Slightly more general than your statement: linear transformations also map parallelograms to parallelograms. Note that a parallelogram is completely determined by three (non-collinear) points (vertices), call them $\vec a$, $\vec b$ and $\vec c$. The parallelogram is then given by the set of all points $\vec x$: $$\vec x = \vec a + \lambda \bigl( \vec b - \vec a \bigr)+ \mu \bigl( \vec c - \vec a \bigr) \quad \quad \left( 0 \le \lambda, \mu \le 1 \right)$$ A linear transformation $L$ maps these points to: $$\begin{align} L(\vec x) & = L\left(\vec a + \lambda \bigl( \vec b - \vec a \bigr)+ \mu \bigl( \vec c - \vec a \bigr)\right) \quad \quad\quad \left( 0 \le \lambda, \mu \le 1 \right)\\ & = L(\vec a) + \lambda \bigl( L(\vec b) - L(\vec a) \bigr)+ \mu \bigl( L(\vec c) - L(\vec a) \bigr) \end{align}$$ And the set of all points $L(\vec x)$ is now a parallelogram determined by the points $L(\vec a)$, $L(\vec b)$ and $L(\vec c)$. Note that these vertices are not collinear since $\vec a$, $\vec b$ and $\vec c$ weren't.
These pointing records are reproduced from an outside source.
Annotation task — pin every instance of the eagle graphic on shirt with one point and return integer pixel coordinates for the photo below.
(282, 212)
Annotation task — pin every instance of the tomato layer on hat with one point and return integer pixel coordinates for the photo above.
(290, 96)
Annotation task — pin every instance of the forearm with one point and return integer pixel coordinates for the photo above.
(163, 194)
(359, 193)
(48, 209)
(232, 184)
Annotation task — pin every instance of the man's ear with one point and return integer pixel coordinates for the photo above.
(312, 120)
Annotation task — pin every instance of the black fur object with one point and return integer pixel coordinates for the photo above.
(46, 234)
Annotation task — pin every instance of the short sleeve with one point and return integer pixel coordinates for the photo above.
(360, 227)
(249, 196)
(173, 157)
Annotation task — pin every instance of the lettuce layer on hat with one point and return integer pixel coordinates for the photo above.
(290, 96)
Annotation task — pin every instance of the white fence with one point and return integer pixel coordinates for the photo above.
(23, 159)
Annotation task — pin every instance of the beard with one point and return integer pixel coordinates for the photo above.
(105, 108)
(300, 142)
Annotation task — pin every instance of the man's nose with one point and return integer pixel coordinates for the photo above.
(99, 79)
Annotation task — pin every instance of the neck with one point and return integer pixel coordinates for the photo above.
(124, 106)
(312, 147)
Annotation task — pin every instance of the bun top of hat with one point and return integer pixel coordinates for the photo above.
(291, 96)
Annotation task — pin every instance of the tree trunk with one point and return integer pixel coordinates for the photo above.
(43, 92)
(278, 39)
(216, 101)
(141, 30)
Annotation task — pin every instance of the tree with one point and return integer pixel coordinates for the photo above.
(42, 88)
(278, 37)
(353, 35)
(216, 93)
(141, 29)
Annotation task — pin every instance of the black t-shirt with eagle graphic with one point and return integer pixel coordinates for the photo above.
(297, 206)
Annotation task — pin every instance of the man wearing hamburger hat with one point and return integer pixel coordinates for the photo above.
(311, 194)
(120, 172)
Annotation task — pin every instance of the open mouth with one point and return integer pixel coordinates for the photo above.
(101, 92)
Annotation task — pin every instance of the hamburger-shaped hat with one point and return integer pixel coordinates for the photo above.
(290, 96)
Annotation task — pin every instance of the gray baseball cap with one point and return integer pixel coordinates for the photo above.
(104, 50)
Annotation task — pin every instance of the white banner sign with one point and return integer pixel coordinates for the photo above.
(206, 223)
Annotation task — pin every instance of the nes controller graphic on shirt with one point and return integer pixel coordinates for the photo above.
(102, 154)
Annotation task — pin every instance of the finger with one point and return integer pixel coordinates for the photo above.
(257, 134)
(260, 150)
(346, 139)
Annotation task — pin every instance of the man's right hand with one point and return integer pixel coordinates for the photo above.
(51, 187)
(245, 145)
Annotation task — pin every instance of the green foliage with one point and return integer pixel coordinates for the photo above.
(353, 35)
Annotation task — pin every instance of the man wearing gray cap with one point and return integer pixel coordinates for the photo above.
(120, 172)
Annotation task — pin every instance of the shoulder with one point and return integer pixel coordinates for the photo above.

I would greatly appreciate it if people could please take the time to explain why this phenomenon occurs and what the benefits of it are to us.

In the context of integration, you can try to use this to map an ugly parallogram to a nice(r) parallogram, at least as a region of integration. If you can map an arbitrary parallogram to a rectangle in the coordinate space, the integral limits will become simple constants.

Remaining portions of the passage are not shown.